Key Experimental Results

Main Results (Inverse Rendering Evaluation)

Method Illumination PSNR ↑ SSIM ↑ MAE (Normal) ↓
SRSH OLAT 41.28 0.9895 25.25°
DPIR OLAT 34.30 0.9790 41.09°
IIR OLAT 38.20 0.9850 38.38°
Ours OLAT 39.33 0.9821 20.94°
Ours Multiplexed 37.27 0.9766 23.97°

Ablation Study (Photometric Stereo Evaluation — Normal Reconstruction MAE)

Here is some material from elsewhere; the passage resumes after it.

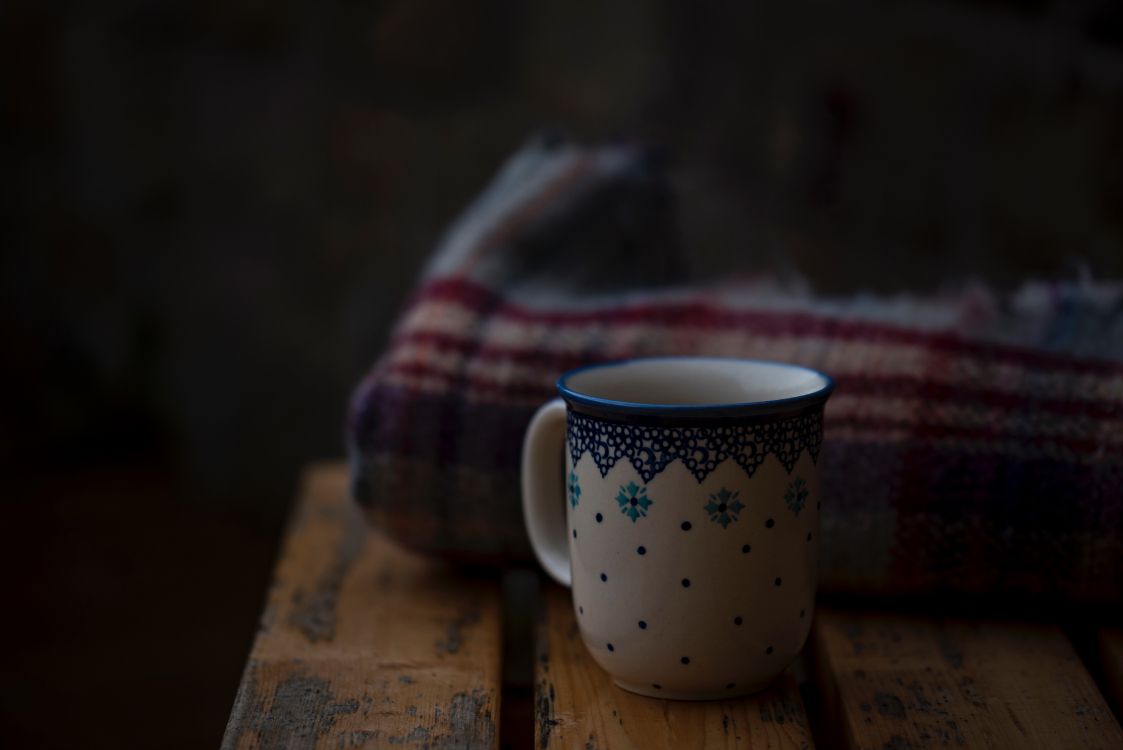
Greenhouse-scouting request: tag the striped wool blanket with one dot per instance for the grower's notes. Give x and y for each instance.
(974, 444)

Method Type Elephant Owl Cat Pig Mean
Woodham Calibrated 27.02 26.60 21.05 17.02 ~23°
PS-FCN Calibrated 20.26 15.17 10.61 15.80 ~15°
SDM-UniPS Uncalibrated 18.83 14.37 9.70 15.33 ~15°
UniPS Uncalibrated 25.14 17.34 19.69 25.77 ~22°

Key Findings

  • SDM-UniPS achieves the best performance under OLAT illumination; 144 OLAT images provide sufficient information for normal reconstruction.
  • The proposed baseline consistently outperforms existing methods for display inverse rendering, effectively handling near-field lighting and backlight challenges.
  • Using only 2 multiplexed illumination patterns yields reasonable normal reconstruction, though inverse rendering accuracy remains inferior to that achieved with 144 OLAT images.
  • Applying polarization-based diffuse/specular separation improves normal reconstruction accuracy, though the degree of improvement varies across methods.
  • Modeling light attenuation is critical — omitting it causes PSNR to drop from 39.78 to 37.43.

Highlights & Insights

  • Pioneering Contribution: The first real-world inverse rendering dataset targeting display-camera systems, filling an important research gap.
  • Thorough System Calibration: Comprehensive calibration of backlight, nonlinearity, and geometry makes the dataset highly usable.
  • Polarization Separation: Leveraging LCD polarization properties to separate diffuse and specular reflectance provides a unique advantage for downstream research.
  • Light-View Sampling Analysis: Analysis in Rusinkiewicz coordinates reveals that the display system provides sufficient sampling along \(\theta_h\) but limited coverage along \(\theta_d\).
  • Synthesis Capability: Based on the linearity of light transport, the dataset supports image synthesis under arbitrary illumination patterns and noise levels.

Limitations & Future Work

  • Per-pixel display luminance is extremely low (0.06 mcd), necessitating superpixel grouping at the cost of reduced illumination resolution.
  • When superpixels are smaller than \(240 \times 240\) pixels, captured images are too dark to be usable.
  • Light-view angle sampling coverage is limited, particularly along the \(\theta_d\) direction.
  • The current setup supports only single-viewpoint OLAT capture; simultaneous multi-view acquisition is not supported.
  • The number of objects (16) and material diversity can be further expanded.
  • vs. Light Stage Datasets: Light stages provide far-field uniform illumination and denser angular sampling but are expensive and bulky; display systems are compact and low-cost yet face near-field effects.
  • vs. DiLiGenT and Similar Photometric Stereo Datasets: Existing datasets use point light sources and do not address display-specific challenges such as backlight and near-field illumination.
  • vs. DDPS (Differentiable Display Photometric Stereo): DDPS uses 3D-printed objects with limited material diversity; this work captures real objects.

Rating

  • Novelty: ⭐⭐⭐⭐ — First display inverse rendering dataset, filling an important gap.
  • Experimental Thoroughness: ⭐⭐⭐⭐⭐ — Evaluates a broad range of photometric stereo and inverse rendering methods with multi-dimensional ablations.
  • Writing Quality: ⭐⭐⭐⭐ — System construction and dataset description are thorough and detailed.
  • Value: ⭐⭐⭐⭐ — Provides a standardized benchmark for display-based inverse rendering research.